Selain itu, tumbuhnya bisnis online ini juga karena tidak perlu menggaji karyawan, membayar sewa stan dan tanpa kena pungutan PPn seperti perdagangan konvensional. Dengan sederet keuntungan dan kemudahan tersebut, bisnis online benar-benar menjadi momok bagi usaha konvensional yang mengandalkan tatap muka.

Dalam PP No. 82/2012 tentang Penyelenggaraan Sistem dan Transaksi Elektronik, pelaku bisnis online tidak diwajibkan mendaftarkan usahanya. Oleh sebab itu, tambah Said Utomo, negara pun akan hilang peranan dan eksistensi jika tidak mengubah paradigmanya tentang bisnis online. Pasalnya, pemerintah kehilangan pendapatan dari pajak transaksi perdagangan barang dan atau jasa.
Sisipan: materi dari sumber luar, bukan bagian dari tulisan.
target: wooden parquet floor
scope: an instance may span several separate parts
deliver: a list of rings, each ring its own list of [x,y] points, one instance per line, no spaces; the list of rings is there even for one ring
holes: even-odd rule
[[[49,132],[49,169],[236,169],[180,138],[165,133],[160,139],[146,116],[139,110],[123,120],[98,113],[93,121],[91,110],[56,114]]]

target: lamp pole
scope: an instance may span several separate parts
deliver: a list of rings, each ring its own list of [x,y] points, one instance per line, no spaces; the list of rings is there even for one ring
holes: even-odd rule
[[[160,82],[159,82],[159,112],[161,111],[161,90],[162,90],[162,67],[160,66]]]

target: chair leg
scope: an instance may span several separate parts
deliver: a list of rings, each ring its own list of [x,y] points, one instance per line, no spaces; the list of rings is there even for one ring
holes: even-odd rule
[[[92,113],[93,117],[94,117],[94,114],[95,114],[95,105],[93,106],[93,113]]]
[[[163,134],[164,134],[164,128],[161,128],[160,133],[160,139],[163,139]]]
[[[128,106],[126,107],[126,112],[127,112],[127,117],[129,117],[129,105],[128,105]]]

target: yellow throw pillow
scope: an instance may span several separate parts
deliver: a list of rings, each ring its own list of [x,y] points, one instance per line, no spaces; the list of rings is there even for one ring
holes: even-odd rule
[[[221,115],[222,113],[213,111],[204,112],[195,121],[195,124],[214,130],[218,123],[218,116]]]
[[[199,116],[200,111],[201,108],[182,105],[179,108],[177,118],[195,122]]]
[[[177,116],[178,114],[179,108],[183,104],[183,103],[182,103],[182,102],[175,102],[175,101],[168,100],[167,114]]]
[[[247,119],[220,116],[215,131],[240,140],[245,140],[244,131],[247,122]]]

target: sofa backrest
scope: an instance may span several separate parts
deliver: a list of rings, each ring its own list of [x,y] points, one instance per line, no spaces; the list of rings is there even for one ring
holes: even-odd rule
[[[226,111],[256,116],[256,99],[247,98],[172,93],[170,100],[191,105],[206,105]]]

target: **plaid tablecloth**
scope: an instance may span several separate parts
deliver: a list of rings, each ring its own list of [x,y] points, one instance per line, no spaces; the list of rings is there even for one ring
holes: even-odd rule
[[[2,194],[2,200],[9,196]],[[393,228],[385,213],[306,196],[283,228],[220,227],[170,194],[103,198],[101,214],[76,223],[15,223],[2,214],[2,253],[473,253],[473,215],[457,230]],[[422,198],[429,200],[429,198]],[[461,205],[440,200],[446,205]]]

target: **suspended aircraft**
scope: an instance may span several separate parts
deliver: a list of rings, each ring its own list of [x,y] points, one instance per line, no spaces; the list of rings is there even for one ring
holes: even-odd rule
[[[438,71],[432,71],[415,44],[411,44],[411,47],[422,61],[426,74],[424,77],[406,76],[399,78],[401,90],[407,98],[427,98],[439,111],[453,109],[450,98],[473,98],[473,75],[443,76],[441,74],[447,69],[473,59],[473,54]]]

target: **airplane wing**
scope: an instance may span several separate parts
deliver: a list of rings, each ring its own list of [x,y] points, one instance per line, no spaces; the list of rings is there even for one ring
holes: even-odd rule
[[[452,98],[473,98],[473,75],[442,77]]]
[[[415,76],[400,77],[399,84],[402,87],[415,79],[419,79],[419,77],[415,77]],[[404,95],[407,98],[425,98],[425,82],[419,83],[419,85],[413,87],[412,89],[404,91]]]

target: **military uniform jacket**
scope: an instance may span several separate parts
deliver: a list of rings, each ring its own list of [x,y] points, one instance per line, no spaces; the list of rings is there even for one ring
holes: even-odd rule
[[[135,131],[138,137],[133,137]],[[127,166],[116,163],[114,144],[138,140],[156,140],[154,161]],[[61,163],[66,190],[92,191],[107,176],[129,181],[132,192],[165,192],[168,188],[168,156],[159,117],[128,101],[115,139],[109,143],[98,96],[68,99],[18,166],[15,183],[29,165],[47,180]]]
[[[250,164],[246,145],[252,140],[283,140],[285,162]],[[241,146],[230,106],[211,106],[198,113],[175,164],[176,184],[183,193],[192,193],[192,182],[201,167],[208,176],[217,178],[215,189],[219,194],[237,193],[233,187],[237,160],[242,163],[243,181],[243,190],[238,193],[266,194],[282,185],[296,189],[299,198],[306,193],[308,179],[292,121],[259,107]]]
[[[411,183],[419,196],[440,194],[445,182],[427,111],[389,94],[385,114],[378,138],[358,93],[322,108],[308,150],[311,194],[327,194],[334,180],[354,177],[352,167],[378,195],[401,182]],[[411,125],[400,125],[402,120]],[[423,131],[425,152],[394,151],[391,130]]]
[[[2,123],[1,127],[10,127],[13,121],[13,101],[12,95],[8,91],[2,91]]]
“Yang paling rugi karena bisnis online ini ya pemerintah karena tidak bayar pajak. Dalam aturannya, bisnis online tidak wajib daftar, jadi ya gak bisa dikenai pajak,” ungkap Said Utomo.

Sementara itu, selain Giant, sejumlah gerai retail raksasa juga turut bertumbangan, seperti Matahari dan Seven Eleven. Bahkan, setiap tahun diketahui ada saja jaringan pertokoan retail yang berhenti beroperasi. Sebagian pengamat ekonomi dan bisnis menilai, tutupnya gerai-gerai retail kakap tersebut karena tidak mampu mengidentifikasi perilaku pasar.

Terkait hal ini, ekonom Universitas Airlangga Prof Tjiptohadi Sawarjuwono mengatakan, tumbuhnya gerai-gerai retail anyar benar-benar mengancam eksistensi pemain lama. Mereka yang baru datang ini mampu membidik segmen pasar yang tengah aktif yaitu kaum millenial.

“Dengan pelayanan yang lebih mutakhir, gerai-gerai minimarket juga memberi kemudahan jangkauan. Masak mau beli korek api aja ke toko retail besar?”